What are you supposed to do? Do you just suck it up and deal with it the rest of your life, hoping one that you get a new boss who I don’t know just doesn’t like the way you smell or something and instantly—yet also unceremoniously–fires you and can move on? Or do stop keeping your frustrations to yourself and just get out and go find something else to do. Do you need a better reason to do so? I’ve written down a couple down:
1. Relocation: Seeing and going somewhere new.
By now you’ve been in your undesired job for a few years now–hell, even a few days is enough–and you know the area like the back of your hand. And like the back of your hand it’s not much to talk about; everything is the same and will continue to be the same. “Variety is the spice of life” and you need to be somewhere else new and exciting. If you have a car then it’s time to drive somewhere your unfamiliar with your resume and good tie in hand. If you don’t have a car then take the bus or subway, if you’re used to the bus ride to work then take a different one. Explore your surroundings–and your options.
2. Meeting new people: Preferably your own age.
One of the many reasons a job isn’t the job for you is that there’s no one around to relate to. Everyone’s older than you and has work there for longer, making you feel like this, too, is where you should be for the rest of your life. You need something with people who share the same interests as you to liven up the hours from clock-in to clock-in. Who knows? Maybe you all can be friends outside of work and hang out and help each achieve the goals you all want in the first place.
3. Change in uniform: Or no uniform at all!
We’re all a little fashion conscious and nothing bruises the ego more than having to wear the same gaudy outfit every day and having people see you in it, particularly when it’s your one day off of the week and nobody recognizes you without your checked-listed approve khakis and worn out name tag. It’s okay to express yourself in however way you see fit and a new job with a dress code more suitable (hehe, clothing pun) to your taste can help with that, as well as your disposition to customers.
4. Showing that you’re making progress in life.

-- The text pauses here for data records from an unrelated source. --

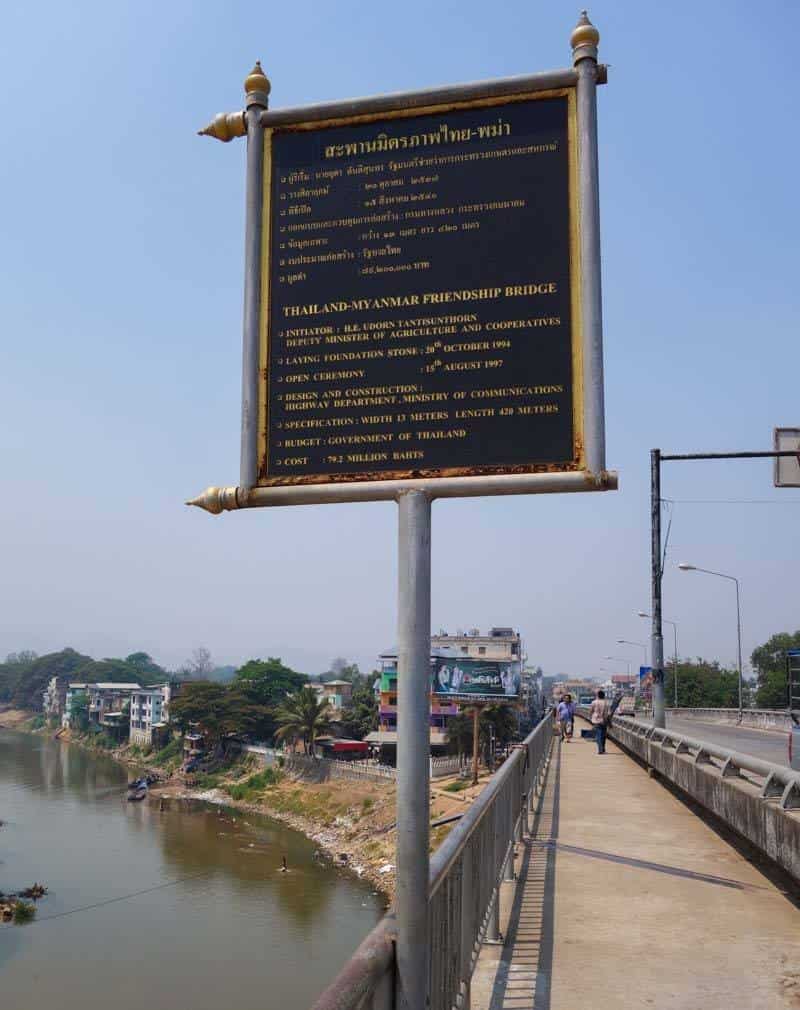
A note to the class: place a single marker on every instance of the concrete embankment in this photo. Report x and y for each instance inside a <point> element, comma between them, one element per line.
<point>752,718</point>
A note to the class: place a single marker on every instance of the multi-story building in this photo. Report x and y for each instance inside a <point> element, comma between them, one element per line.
<point>55,697</point>
<point>108,699</point>
<point>150,710</point>
<point>72,691</point>
<point>500,644</point>
<point>338,694</point>
<point>105,699</point>
<point>501,648</point>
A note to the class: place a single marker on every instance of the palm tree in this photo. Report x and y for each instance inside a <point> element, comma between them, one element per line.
<point>460,733</point>
<point>303,714</point>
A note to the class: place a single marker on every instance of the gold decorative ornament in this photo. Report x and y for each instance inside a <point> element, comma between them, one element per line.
<point>225,126</point>
<point>257,81</point>
<point>584,33</point>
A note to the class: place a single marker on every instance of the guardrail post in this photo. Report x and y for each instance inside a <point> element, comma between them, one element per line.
<point>468,925</point>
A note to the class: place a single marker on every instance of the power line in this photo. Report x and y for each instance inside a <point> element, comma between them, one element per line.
<point>728,501</point>
<point>122,897</point>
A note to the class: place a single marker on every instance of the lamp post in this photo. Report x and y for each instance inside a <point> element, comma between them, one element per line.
<point>619,659</point>
<point>643,613</point>
<point>686,567</point>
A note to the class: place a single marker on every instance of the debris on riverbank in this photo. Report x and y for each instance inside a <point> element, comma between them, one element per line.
<point>14,909</point>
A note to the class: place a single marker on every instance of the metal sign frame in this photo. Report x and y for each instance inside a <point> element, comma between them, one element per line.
<point>588,473</point>
<point>497,103</point>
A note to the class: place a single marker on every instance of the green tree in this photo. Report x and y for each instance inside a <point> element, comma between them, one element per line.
<point>269,681</point>
<point>769,661</point>
<point>303,715</point>
<point>145,667</point>
<point>460,732</point>
<point>218,710</point>
<point>498,721</point>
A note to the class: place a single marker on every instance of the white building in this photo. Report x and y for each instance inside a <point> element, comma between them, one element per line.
<point>106,698</point>
<point>150,708</point>
<point>499,645</point>
<point>72,691</point>
<point>55,697</point>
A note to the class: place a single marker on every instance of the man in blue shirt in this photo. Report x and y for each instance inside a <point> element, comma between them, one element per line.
<point>565,713</point>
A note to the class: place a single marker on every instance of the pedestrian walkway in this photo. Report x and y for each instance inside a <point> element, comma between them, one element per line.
<point>626,899</point>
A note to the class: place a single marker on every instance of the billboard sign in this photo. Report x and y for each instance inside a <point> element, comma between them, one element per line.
<point>475,679</point>
<point>787,468</point>
<point>420,294</point>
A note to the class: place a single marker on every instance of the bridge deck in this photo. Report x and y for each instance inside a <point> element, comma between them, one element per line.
<point>626,899</point>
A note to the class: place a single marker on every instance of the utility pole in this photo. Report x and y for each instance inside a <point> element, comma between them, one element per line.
<point>657,638</point>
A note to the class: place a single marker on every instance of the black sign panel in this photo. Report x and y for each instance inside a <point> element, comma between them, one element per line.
<point>419,296</point>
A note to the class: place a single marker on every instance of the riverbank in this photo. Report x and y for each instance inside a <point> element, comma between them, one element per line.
<point>352,821</point>
<point>15,718</point>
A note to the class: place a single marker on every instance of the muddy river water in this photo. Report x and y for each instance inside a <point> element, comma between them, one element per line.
<point>160,909</point>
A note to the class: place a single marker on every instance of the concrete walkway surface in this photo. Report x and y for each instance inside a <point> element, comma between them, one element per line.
<point>626,899</point>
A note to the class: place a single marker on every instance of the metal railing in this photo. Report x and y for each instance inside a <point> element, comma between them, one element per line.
<point>466,874</point>
<point>776,780</point>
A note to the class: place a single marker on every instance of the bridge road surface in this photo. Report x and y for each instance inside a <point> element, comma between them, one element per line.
<point>762,743</point>
<point>626,899</point>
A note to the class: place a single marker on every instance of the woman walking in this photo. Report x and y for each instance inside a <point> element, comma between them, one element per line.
<point>598,715</point>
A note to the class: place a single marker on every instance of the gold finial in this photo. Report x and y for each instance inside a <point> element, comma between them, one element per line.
<point>208,500</point>
<point>585,36</point>
<point>257,81</point>
<point>225,126</point>
<point>216,500</point>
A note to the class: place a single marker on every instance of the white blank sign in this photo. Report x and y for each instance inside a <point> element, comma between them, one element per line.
<point>787,468</point>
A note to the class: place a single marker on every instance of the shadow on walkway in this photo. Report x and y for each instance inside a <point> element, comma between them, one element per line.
<point>659,868</point>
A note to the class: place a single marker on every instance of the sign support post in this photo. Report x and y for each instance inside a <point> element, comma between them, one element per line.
<point>413,749</point>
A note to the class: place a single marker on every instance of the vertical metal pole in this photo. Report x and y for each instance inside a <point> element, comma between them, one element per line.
<point>657,638</point>
<point>258,89</point>
<point>584,41</point>
<point>413,750</point>
<point>476,716</point>
<point>738,641</point>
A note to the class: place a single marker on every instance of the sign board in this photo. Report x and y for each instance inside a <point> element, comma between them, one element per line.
<point>475,679</point>
<point>420,294</point>
<point>787,468</point>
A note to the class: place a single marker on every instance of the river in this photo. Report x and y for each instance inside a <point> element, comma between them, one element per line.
<point>160,909</point>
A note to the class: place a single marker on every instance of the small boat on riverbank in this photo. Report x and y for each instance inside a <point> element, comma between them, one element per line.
<point>137,790</point>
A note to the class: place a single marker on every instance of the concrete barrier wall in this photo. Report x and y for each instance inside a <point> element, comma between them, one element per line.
<point>755,718</point>
<point>735,801</point>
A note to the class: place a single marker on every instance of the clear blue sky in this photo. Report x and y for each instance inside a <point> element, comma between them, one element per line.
<point>120,272</point>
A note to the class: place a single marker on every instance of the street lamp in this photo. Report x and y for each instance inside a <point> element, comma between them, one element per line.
<point>642,613</point>
<point>638,644</point>
<point>619,659</point>
<point>686,567</point>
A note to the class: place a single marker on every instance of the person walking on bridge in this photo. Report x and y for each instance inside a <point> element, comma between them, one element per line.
<point>598,715</point>
<point>565,715</point>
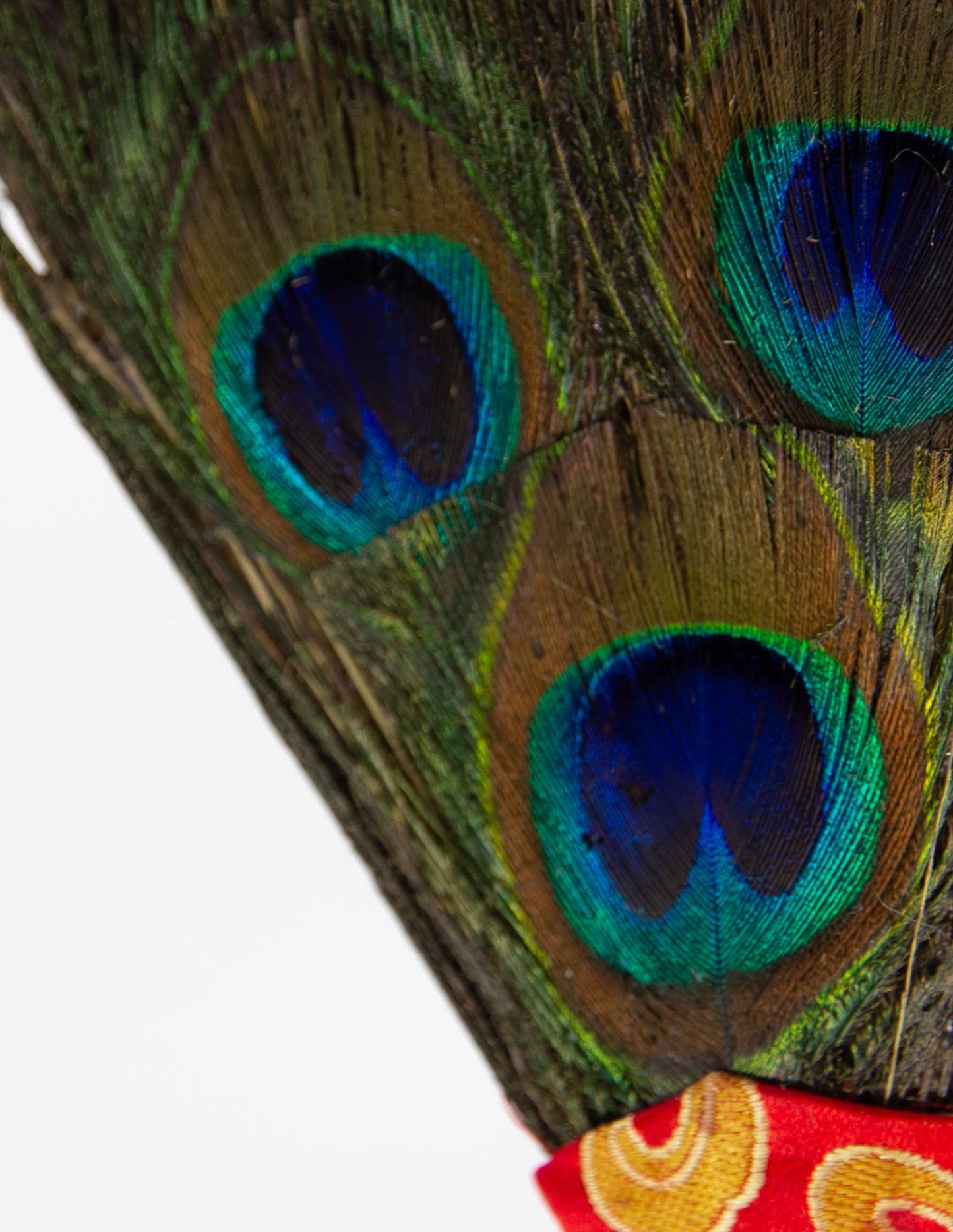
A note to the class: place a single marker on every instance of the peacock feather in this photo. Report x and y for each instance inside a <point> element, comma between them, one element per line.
<point>551,409</point>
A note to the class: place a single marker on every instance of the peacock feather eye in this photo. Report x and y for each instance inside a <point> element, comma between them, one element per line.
<point>835,249</point>
<point>707,799</point>
<point>353,324</point>
<point>367,381</point>
<point>707,759</point>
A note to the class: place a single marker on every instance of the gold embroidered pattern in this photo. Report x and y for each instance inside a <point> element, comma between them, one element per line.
<point>710,1168</point>
<point>856,1189</point>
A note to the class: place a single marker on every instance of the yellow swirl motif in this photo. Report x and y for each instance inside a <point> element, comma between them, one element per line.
<point>856,1189</point>
<point>710,1168</point>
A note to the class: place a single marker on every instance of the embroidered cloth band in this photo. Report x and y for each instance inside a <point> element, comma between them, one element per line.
<point>729,1154</point>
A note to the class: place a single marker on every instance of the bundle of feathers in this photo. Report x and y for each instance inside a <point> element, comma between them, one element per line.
<point>551,408</point>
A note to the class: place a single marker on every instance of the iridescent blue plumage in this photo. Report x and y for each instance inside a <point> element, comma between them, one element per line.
<point>835,247</point>
<point>708,799</point>
<point>367,381</point>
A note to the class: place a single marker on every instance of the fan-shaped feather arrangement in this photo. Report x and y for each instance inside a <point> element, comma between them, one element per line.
<point>553,411</point>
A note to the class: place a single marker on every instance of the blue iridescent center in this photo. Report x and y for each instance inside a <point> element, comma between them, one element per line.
<point>835,248</point>
<point>708,799</point>
<point>367,381</point>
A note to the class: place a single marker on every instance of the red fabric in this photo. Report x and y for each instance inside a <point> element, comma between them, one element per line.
<point>761,1159</point>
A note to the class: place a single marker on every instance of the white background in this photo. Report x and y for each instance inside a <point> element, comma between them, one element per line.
<point>208,1018</point>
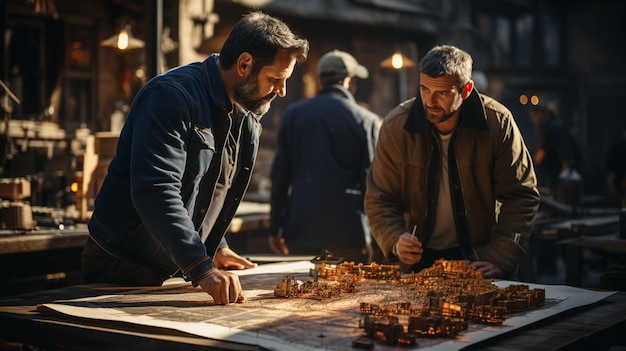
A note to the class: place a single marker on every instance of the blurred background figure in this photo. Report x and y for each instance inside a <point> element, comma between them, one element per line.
<point>325,147</point>
<point>557,156</point>
<point>615,164</point>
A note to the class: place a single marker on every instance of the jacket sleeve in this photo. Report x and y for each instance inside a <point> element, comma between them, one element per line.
<point>383,193</point>
<point>517,198</point>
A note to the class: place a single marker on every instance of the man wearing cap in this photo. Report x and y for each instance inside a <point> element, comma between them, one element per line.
<point>325,147</point>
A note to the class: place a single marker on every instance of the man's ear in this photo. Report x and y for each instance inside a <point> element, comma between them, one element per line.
<point>244,64</point>
<point>467,89</point>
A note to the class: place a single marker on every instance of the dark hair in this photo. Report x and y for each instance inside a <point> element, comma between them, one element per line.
<point>448,60</point>
<point>262,36</point>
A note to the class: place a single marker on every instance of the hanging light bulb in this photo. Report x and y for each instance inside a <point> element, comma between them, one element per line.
<point>397,61</point>
<point>123,40</point>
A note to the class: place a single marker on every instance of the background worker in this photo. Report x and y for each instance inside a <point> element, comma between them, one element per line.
<point>325,146</point>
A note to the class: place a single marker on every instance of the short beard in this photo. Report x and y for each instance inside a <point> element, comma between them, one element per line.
<point>436,120</point>
<point>245,92</point>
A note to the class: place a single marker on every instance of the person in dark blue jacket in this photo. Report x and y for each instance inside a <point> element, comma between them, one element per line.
<point>325,146</point>
<point>183,163</point>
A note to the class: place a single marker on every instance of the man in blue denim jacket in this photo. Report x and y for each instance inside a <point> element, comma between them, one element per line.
<point>184,161</point>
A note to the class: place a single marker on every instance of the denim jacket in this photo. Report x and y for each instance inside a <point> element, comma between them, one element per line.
<point>152,206</point>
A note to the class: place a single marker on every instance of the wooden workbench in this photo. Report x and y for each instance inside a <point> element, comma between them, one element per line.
<point>31,258</point>
<point>597,326</point>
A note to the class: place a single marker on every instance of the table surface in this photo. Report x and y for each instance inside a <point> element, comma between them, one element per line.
<point>597,326</point>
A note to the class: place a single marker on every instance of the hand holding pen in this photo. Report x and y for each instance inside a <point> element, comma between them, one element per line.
<point>408,247</point>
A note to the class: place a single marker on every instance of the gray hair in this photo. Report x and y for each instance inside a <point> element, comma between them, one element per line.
<point>448,60</point>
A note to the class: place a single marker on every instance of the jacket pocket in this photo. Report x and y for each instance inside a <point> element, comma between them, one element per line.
<point>200,151</point>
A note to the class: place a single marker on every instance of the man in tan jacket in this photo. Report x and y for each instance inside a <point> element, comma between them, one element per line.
<point>451,177</point>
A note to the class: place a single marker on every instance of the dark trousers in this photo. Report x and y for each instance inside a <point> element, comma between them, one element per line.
<point>101,267</point>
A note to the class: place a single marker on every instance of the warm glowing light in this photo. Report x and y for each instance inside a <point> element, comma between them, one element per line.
<point>122,40</point>
<point>534,100</point>
<point>523,99</point>
<point>396,61</point>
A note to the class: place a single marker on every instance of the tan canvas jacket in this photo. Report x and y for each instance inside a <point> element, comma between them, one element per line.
<point>491,170</point>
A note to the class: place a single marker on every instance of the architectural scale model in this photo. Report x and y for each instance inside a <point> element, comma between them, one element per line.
<point>443,299</point>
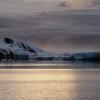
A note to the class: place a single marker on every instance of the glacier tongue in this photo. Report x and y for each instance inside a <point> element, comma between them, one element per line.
<point>13,48</point>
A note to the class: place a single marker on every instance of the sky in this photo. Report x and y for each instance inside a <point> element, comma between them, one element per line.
<point>53,25</point>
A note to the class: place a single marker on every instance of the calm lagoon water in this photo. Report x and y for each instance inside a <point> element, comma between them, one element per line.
<point>47,83</point>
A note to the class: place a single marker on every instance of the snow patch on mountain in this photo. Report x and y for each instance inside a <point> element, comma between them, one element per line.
<point>13,48</point>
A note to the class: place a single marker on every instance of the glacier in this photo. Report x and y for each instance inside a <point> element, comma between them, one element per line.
<point>17,49</point>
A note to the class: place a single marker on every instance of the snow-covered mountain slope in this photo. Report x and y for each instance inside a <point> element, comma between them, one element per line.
<point>13,48</point>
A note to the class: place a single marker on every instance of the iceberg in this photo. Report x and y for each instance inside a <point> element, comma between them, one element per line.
<point>17,49</point>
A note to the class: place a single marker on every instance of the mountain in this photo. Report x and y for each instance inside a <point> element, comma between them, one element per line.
<point>17,49</point>
<point>13,48</point>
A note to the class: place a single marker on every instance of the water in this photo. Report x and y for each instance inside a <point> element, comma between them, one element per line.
<point>50,84</point>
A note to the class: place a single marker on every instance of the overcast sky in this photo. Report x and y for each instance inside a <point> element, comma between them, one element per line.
<point>59,25</point>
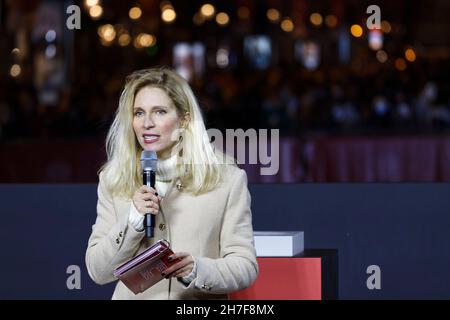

Going back to the idea that the job you’re currently in is nothing more than something your parents thought of while you couldn’t think of anything better at the time, getting a new job on your own is good to show to mom and dad that you’re growing as a person and are taking the steps to becoming a grown and mature adult. And venturing out into the unknown is good for yourself because it’ll prove that you can do anything you set your mind to.
5. It’ll look good on your resume.
You’re young, full of ideas, and above all else versatile. You want to try new things and prove what you’re capable of and want others to know it. Perhaps you’re also always kicking yourself for not doing better in school; actually going out and learning new skills can let you kick your GPA in the ass and stick your tongue out at your SAT score(s.)
6. Gives you something fresh to write about.
Who doesn’t have a blog now and who doesn’t want to appear to have rich, fulfilling life to transcribe to others? You don’t want to be the sour puss who whines about having nothing to write about and/or thinks their life isn’t all that interesting when comparing his/her self to others. This brings us to the next reason:
7. Because all of your friends on Facebook — whom you haven’t seen since high school — are living their lives and you want to stop being jealous of them.
Comparing yourself to others is the sure fire way to depress yourself into submission when you feel that you’re not doing what you believe you should be doing. Instead of always commenting on your old buddy’s pictures of his self, girlfriend and their new dog having a blast in another country with the reply, “I wish I was having that kind of fun” or something snarky and passive aggressive, you need to reevaluate yourself and start looking for a new career path.
8. Because you just want a new job, dammit!
Because you know for a fact that the job you’re in isn’t for you and need to change that fact. The world won’t stop for you and your gripes so it’s time to start catching up with it and have the courage to take the risk of leaving a secure job for something bolder. It doesn’t matter how much it pays nor how many hours your given because it’ll be the job you wanted.
9. Because you’re not always this bitter and angry — you’re actually quite dope, yo!
Are you afraid that if you get a new job then you’ll lose your “edge” and can’t be a sarcastic cynic who acts above everyone else for reason? Will the change reveal that you’re actually a pretty caring and nice person who likes the company of others–and most importantly, yourself–because you’re really a very capable and very intelligent young individual who doesn’t want to always come off as a cranky prick who does nothing but complain about life but then choose to not actively do anything about it?
The answers can’t be anything but “yes!”